A grana (versão II)
Cada vez se fala mais do deficit: falta dinheiro ao País, aos pais, aos filhos, a alguns ricos e a muitos pobres. Mas não para as mesmas necessidades.
Entretanto, a banca é hipotecáriamente o maior proprietário imobiliário e os particulares os maiores prestadores de imobiliário; uns têm as garantias, os outros o usufrutozinho da casinha. Todos parecem satisfeitos, milagre de S. baixo juro, santo mais importante desse euro tão vituperado quanto idolatrado - que faríamos sem ele?

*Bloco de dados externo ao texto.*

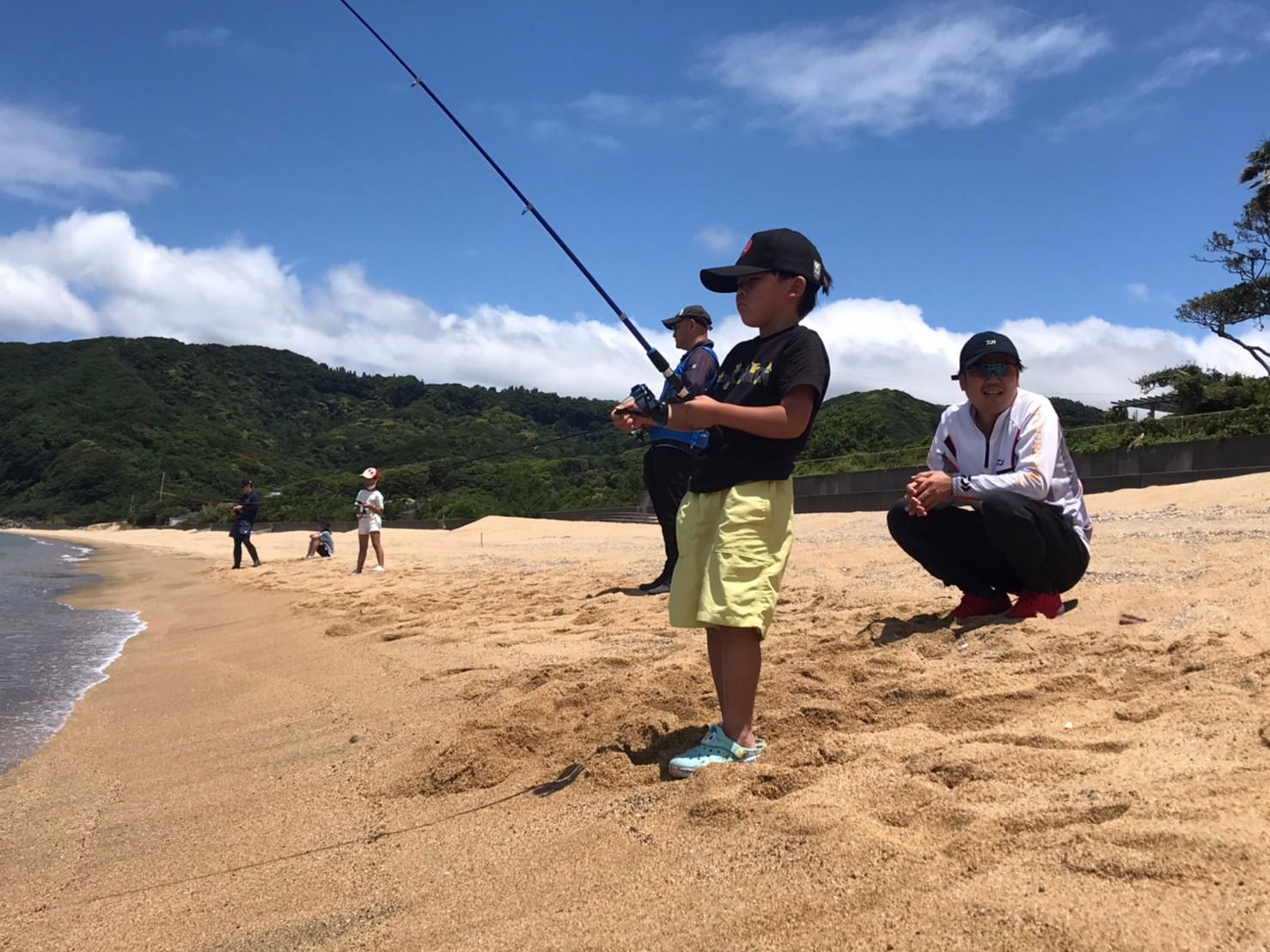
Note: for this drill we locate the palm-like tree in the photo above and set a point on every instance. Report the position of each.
(1256, 174)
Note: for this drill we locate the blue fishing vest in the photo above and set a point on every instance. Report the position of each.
(695, 439)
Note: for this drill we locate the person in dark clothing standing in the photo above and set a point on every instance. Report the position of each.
(672, 455)
(241, 528)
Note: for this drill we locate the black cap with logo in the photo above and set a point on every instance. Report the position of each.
(776, 250)
(695, 313)
(987, 342)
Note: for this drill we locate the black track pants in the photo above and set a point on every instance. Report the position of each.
(1012, 545)
(667, 471)
(239, 542)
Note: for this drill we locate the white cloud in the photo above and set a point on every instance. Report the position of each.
(198, 36)
(1174, 71)
(1221, 34)
(92, 274)
(948, 69)
(559, 132)
(717, 239)
(1219, 19)
(48, 160)
(876, 345)
(644, 112)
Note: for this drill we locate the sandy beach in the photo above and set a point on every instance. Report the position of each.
(467, 752)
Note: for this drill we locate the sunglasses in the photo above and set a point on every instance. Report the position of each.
(990, 369)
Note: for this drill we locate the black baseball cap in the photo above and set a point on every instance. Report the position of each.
(986, 342)
(776, 250)
(695, 313)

Somos parceiros, neste eden imobiliário, dos EUA, Reino Unido e Epanha, outros felizardos da nova bolha ameaçadora. Os felizardos, porém, são bem diversos:
Os americanos vivem para o consumo (financiado pelos asiáticos, produzido pelos asiáticos e reinvestido pelos asiáticos), devendo cada vez mais, gastando cada vez mais, santificados pelo mercado e confortados pela fiscalidade invertida e obscena.
Os ingleses, são óbviamente o barman desta festa: uma dose de tatcher's entrepeneurism, duas gotas de bushmills, 2 doses de brown's social pragmatism, uma pitada de europhobia, lightblair q.b. e já está: shaker e serve-se morno (um pouco mais do que a cerveja).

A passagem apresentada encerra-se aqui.